Because the limited apartment space causes tenants to generally use the same layout of where furnishings are placed, many of them were fused together in similar ways. Tenants of apartment A6, for example, were fused into a being with four arms, two legs but with four feet and their faces split between a single head. Though the being could not be reached for comment, their lawyer shared medical reports showing that the one being maintains memories of both individuals.
As Rodriguez inspected her unit for damage, she noticed that her coffee table had fused with her co-tenant’s dog, which had been found dead. The same was said of other tenants whose flesh combined with inanimate objects, causing organ failures when intestines were replaced with clothes in B7 or lungs stuffed with comforters in A2. Some tenants became mounds of flesh barely able to breathe like in A14 and B20. One hand with ten digits in B3. A couch with sprouting legs in A22. A torso with leaves from various plants protruding outward in B11. A heart found inside of an armoire in A24. One tenant’s mind had been completely replaced with another in B13. Had Rodriguez returned at her usual time to A3, she’d have faced her own horrific melding with her co-tenant whose skull combined with her pillows.
“As a nurse, I’ve seen some crazy stuff. But my mind was not ready to see what it saw that day,” Rodriguez said. “I can’t get that scream, those screams, out of my head. Someone must be responsible for all of this.”
The owners of Grackle Pointe Apartments are gearing up for oncoming lawsuits. Their lawyers claim that an act of God renders them non-liable for the multi-spatial technology’s mishap.
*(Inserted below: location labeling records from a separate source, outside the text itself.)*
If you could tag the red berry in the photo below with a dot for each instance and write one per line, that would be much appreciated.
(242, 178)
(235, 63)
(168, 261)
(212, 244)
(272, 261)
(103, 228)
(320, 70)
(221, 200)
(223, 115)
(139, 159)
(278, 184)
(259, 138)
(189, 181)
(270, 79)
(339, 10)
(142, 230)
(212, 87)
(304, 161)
“Though we offer condolences to all those affected by this tragedy, this lies entirely in the hands of Spatial,” a spokesperson for the apartment complex said. “Grackle Pointe Apartments installed the technology correctly and followed all requirements.”
Spatial has yet to respond to any inquiries. A press release sent out earlier this spring announced that the company would soon be testing an update to the Grieves Engine to allow up to three dimensions to occupy one 2000 sq. ft. space. Housing rights groups and activists are calling upon lawmakers to demand accountability and transparency from this incident.
“The government has made it so that the state cannot be held responsible for any damage caused by natural disasters, so that’s already out of the window,” Shaw said. “The affected individuals are in an uphill battle since corporations pretty much have more rights than individuals in Texas. For now, the best people can do is avoid spaces using the Grieves Engine.”
The derecho caused nearly two million dollars in property damage in a span of 11 minutes, according to filed insurance claims. Though Grackle Pointe Apartments’ Grieves Engine is one of the older models released earlier than others in the area, it is unknown how future weather complications and electrical grid failures will affect other models in the upcoming years. For now, Rodriguez is joining a class action lawsuit against Spatial.
“What with all that’s going on, I can’t afford to move anywhere else,” Rodriguez said. “I guess I’m just going to have to work with the new tenants on rearranging things so nothing like what happened happens to us. Sometimes, I can still hear whispers from long ago. I don’t know if it’s me going crazy or my mind slowly mixing with someone else’s. Lord help us.”
As of this writing, the Grieves Engine is in use in over 5000 spaces across sectors, such as restaurants, hospital rooms and coworking spaces.